De Smet W, Vaeck M, Smet E, Brys L, Hamers R
Eur J Immunol. 1983 Nov;13(11):919-28. doi: 10.1002/eji.1830131111.
Several monoclonal antibodies (mAb) against rabbit leukocytes were characterized in binding and functional studies. mAb 1.24 stains thymocytes, bone marrow cells, peripheral T and B cells and blood monocytes. T cells express more 1.24 antigen than B cells. In the absence of added complement (C), mAb 1.24 inhibits alloantigen-, concanavalin A (Con A)-, and phytohemagglutinin (PHA)-, but not pokeweed mitogen (PWM)- or anti-immunoglobulin (Ig)-induced cell proliferation. It also strongly blocks anti-sheep erythrocyte plaque-forming cell responses. A second mAb, designated 4.B9, binds to 20% of thymocytes and to most, if not all, peripheral T cells and in vitro-activated T cell blasts. A third one, 10.B3, is reactive with the nearly entire thymocyte and a major peripheral T cell population. Two-color membrane immunofluorescence reveals the presence of a small population of peripheral blood leukocytes which bear surface Ig and are weakly stained by mAb 4.B9 and 10.B3. Without C, both 4.B9 and 10.B3 inhibit Con A- and PHA-induced mitogenesis, but have no effect on PWM-, antigen-, or alloantigen-induced cell proliferation. Depletion of 4.B9+ cells by panning or complement lysis completely abrogates proliferative responsiveness to antigen and alloantigen, significantly reduces responsiveness to the T cell mitogens Con A and PHA, but enhances that to the B cell mitogen anti-Ig. A fourth mAb, 12.C7, binds to 60% of thymocytes and to 10-30% of peripheral T lymphocytes at high-level fluorescence. T cell blasts obtained in mixed leukocyte reactions are partially stained by mAb 12.C7, while those obtained after Con A or PHA activation are not. In addition, mAb 12.C7 is completely unreactive with B cells or monocytes. Without complement, it does not seem to interfere with any of the in vitro functions tested. All antigens studied here do not appear to be expressed in nonleukon tissues, as they do not bind to erythrocytes and are absent from brain, heart, liver and kidney as shown by quantitative absorption analysis.

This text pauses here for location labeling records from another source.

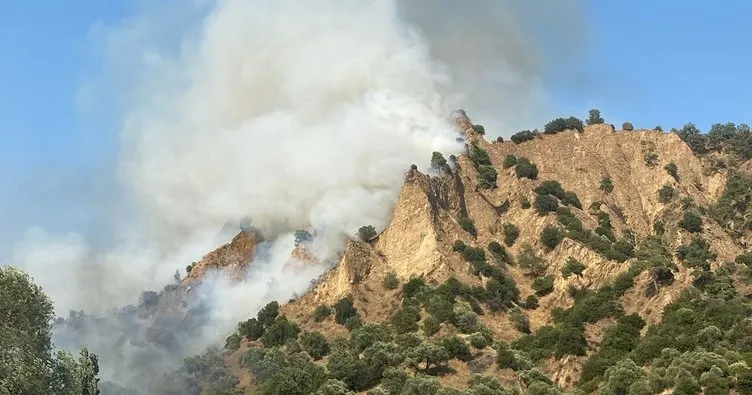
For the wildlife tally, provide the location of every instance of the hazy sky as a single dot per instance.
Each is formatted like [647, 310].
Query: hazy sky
[652, 63]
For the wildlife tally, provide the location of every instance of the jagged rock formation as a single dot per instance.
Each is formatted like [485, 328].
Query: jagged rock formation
[427, 219]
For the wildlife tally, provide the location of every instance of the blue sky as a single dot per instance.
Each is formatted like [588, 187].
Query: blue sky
[649, 62]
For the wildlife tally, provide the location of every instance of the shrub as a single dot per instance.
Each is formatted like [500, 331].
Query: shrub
[551, 237]
[520, 321]
[431, 326]
[570, 222]
[571, 199]
[511, 233]
[550, 187]
[367, 233]
[412, 287]
[498, 251]
[526, 169]
[457, 348]
[509, 161]
[391, 281]
[477, 340]
[573, 266]
[405, 320]
[232, 342]
[252, 329]
[561, 124]
[545, 204]
[315, 344]
[528, 260]
[594, 117]
[543, 285]
[302, 236]
[280, 332]
[344, 309]
[479, 156]
[524, 202]
[666, 194]
[691, 222]
[673, 170]
[438, 162]
[521, 137]
[468, 225]
[487, 176]
[531, 302]
[321, 312]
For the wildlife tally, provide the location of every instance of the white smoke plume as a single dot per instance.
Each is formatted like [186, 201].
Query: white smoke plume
[296, 114]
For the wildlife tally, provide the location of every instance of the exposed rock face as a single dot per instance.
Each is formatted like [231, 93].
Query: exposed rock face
[232, 257]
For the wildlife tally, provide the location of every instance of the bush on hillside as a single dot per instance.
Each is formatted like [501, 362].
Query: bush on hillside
[551, 187]
[561, 124]
[521, 137]
[367, 233]
[691, 222]
[468, 225]
[594, 117]
[391, 281]
[571, 199]
[511, 232]
[666, 194]
[321, 312]
[525, 202]
[673, 170]
[545, 204]
[543, 285]
[526, 169]
[551, 237]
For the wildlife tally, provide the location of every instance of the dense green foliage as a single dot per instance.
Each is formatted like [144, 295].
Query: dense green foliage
[367, 233]
[594, 117]
[521, 137]
[526, 169]
[28, 364]
[561, 124]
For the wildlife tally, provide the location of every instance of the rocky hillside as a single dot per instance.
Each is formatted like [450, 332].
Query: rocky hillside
[580, 260]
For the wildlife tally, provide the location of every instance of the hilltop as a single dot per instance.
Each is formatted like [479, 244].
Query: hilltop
[583, 259]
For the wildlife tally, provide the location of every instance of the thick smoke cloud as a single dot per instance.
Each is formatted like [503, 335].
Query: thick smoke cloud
[296, 114]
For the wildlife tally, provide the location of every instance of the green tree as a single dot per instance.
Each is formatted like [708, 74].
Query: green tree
[511, 233]
[315, 344]
[280, 332]
[27, 364]
[551, 236]
[672, 170]
[666, 194]
[594, 117]
[438, 162]
[573, 266]
[321, 312]
[691, 222]
[268, 313]
[344, 309]
[391, 281]
[367, 233]
[526, 169]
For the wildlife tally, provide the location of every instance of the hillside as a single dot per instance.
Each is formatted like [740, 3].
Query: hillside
[588, 261]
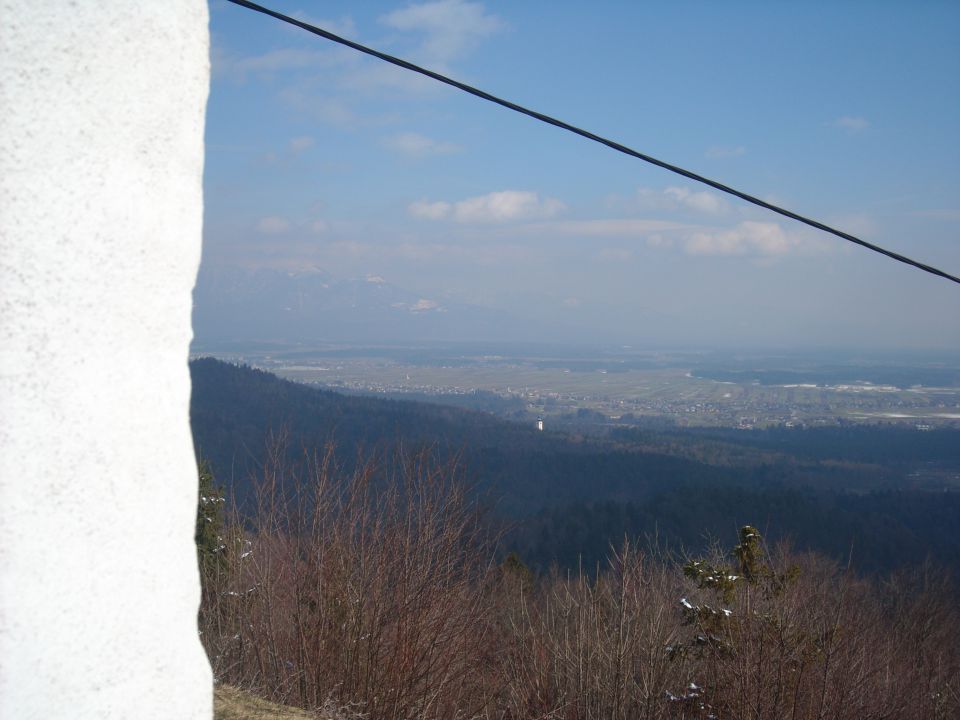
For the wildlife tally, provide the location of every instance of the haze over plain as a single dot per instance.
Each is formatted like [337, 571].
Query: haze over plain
[328, 168]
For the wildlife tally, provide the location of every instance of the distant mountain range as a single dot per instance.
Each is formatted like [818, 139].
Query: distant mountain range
[888, 492]
[234, 304]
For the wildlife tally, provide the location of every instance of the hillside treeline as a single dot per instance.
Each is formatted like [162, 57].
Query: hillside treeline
[378, 592]
[882, 498]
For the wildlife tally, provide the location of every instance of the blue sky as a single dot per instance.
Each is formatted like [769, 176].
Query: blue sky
[318, 157]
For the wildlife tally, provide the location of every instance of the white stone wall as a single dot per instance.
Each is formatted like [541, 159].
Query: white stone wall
[101, 155]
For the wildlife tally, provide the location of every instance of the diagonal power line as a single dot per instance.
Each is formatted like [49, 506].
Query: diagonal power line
[399, 62]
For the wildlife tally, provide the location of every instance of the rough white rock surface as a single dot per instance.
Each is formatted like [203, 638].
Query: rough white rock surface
[101, 155]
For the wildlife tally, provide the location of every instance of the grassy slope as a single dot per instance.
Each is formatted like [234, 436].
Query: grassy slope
[233, 704]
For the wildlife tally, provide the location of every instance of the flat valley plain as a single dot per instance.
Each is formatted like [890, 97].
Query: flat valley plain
[622, 386]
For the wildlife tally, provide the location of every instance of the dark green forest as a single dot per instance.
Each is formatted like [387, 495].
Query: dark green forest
[882, 497]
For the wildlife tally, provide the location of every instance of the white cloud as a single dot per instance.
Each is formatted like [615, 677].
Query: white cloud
[607, 227]
[615, 254]
[658, 240]
[423, 304]
[300, 144]
[495, 207]
[851, 123]
[273, 225]
[505, 206]
[430, 210]
[721, 152]
[415, 145]
[451, 27]
[672, 199]
[747, 238]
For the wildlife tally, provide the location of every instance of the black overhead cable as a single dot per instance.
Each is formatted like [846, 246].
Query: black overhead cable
[596, 138]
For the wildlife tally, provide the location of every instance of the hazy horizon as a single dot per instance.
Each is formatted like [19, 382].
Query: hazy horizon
[473, 221]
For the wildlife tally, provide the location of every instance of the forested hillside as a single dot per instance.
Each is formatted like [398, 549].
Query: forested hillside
[887, 495]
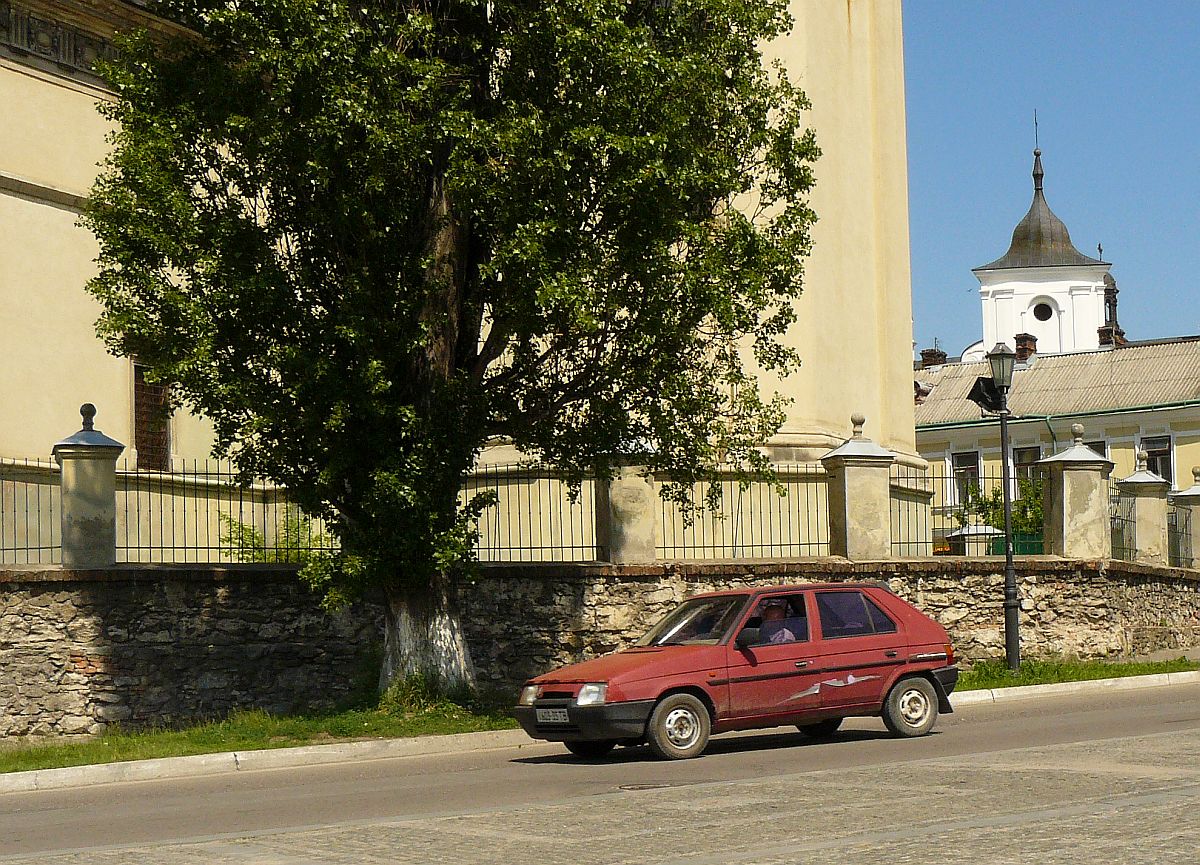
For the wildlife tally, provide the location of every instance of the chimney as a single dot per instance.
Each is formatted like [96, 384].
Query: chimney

通过结合和功能研究对几种抗兔白细胞单克隆抗体(mAb)进行了表征。单克隆抗体1.24可对胸腺细胞、骨髓细胞、外周T细胞和B细胞以及血液单核细胞进行染色。T细胞表达的1.24抗原比B细胞更多。在不添加补体(C)的情况下,单克隆抗体1.24可抑制同种异体抗原、刀豆球蛋白A(Con A)、植物血凝素(PHA)诱导的细胞增殖,但不能抑制美洲商陆有丝分裂原(PWM)或抗免疫球蛋白(Ig)诱导的细胞增殖。它还能强烈阻断抗绵羊红细胞空斑形成细胞反应。第二种单克隆抗体,命名为4.B9,可与20%的胸腺细胞以及大多数(如果不是全部)外周T细胞和体外活化的T细胞母细胞结合。第三种,10.B3,可与几乎全部胸腺细胞和主要的外周T细胞群体发生反应。双色膜免疫荧光显示存在一小部分外周血白细胞,它们带有表面Ig,并且被单克隆抗体4.B9和10.B3弱染色。在没有补体的情况下,4.B9和10.B3均可抑制Con A和PHA诱导的有丝分裂,但对PWM、抗原或同种异体抗原诱导的细胞增殖没有影响。通过淘选或补体裂解去除4.B9 +细胞可完全消除对抗原和同种异体抗原的增殖反应性,显著降低对T细胞有丝分裂原Con A和PHA的反应性,但增强对B细胞有丝分裂原抗Ig的反应性。第四种单克隆抗体,12.C7,可与60%的胸腺细胞以及10 - 30%的外周T淋巴细胞以高水平荧光结合。在混合白细胞反应中获得的T细胞母细胞被单克隆抗体12.C7部分染色,而在Con A或PHA激活后获得的T细胞母细胞则未被染色。此外,单克隆抗体12.C7与B细胞或单核细胞完全无反应。在没有补体的情况下,它似乎不会干扰所测试的任何体外功能。此处研究的所有抗原似乎都不在非白细胞组织中表达,因为它们不与红细胞结合,并且通过定量吸收分析表明在脑、心脏、肝脏和肾脏中不存在。